The members of a panel moderated by Christine Leonard, director of Vera’s Washington, DC office, represented a range of perspectives yet found common ground on many of the same issues. Panelists included Laura Murphy, director of the ACLU's Washington legislative office; Craig DeRoche, president of Justice Fellowship; Rabbi Aaron Lipskar, executive director of the Aleph Institute; and John Malcolm, director of the Heritage Foundation’s Edwin Meese III Center for Legal and Judicial Studies.

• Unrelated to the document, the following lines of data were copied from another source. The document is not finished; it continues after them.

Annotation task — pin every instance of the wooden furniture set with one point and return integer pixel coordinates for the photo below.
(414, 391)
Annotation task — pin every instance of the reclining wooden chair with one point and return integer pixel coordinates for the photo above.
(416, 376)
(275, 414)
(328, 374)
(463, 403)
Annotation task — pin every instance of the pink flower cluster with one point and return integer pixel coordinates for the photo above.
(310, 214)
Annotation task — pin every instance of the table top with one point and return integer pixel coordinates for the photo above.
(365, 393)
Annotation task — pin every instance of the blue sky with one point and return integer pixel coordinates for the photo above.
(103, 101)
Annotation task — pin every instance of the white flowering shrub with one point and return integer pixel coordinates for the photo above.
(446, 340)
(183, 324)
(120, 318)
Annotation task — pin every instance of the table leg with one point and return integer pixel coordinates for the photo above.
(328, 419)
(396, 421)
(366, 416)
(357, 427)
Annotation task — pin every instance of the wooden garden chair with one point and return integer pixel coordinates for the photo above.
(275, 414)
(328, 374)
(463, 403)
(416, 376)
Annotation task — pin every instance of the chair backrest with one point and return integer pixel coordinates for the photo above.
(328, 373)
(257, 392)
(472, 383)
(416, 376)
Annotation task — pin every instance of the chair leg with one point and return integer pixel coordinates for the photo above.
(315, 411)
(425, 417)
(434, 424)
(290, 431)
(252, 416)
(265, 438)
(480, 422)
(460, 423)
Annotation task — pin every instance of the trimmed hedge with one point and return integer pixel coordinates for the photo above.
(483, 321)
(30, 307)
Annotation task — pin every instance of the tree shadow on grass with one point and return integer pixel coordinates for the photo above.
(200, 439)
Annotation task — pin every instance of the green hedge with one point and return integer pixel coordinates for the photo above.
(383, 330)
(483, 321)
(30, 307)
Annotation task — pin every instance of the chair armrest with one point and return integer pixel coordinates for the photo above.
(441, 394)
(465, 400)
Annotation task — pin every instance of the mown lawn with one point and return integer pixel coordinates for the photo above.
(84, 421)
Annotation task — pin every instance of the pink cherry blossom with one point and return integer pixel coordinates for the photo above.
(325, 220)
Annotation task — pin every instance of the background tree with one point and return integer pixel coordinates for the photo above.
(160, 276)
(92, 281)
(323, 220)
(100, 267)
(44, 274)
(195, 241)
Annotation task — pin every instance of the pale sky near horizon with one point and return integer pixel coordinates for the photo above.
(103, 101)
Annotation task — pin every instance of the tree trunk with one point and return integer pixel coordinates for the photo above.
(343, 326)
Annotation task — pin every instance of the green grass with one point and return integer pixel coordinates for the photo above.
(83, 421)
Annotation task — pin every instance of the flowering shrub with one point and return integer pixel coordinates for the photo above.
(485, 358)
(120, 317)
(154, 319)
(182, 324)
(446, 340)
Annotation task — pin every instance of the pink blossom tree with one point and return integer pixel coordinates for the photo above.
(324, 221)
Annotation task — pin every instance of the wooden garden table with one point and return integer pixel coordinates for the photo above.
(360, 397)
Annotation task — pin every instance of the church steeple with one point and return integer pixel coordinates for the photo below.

In delivering the event’s opening remarks, Vera President Nick Turner said, “For far too long, our criminal justice system has resulted in egregious disparities for the very same people and communities that we will increasingly rely upon to fuel the nation’s prosperity and growth.” Welcoming the consensus emerging to address these issues, he noted that we are at an auspicious moment. “As we look back, 2014 marks the 20th anniversary of the landmark 1994 crime bill. That comprehensive legislation contained many measures that changed the landscape and, in so many ways, impacted the framework for where we are today.”

To mark this moment, Mr. Turner announced that Vera is embarking on a dialogue called the “Crime Bill at 20”— its legacy, the lessons learned, and how we can forge a path ahead. Vera also released “A Playbook for Change? States Reconsider Mandatory Sentences,” the first in a series of reports on sentencing trends related to the anniversary. Visit the Crime Bill at 20 page on Vera’s website for more, including video of Mr. Holder’s speech.

Pictured from left is Hillary Shelton, NAACP; Craig DeRoche, Justice Fellowship; Nick Turner, Vera Institute of Justice; Laura Murphy, ACLU; Attorney General Eric Holder; William Treanor, Georgetown University Law Center; Wade Henderson, Leadership Conference for Civil Rights; John Malcolm, Heritage Foundation; and Rabbi Aaron Lipskar, Aleph Institute.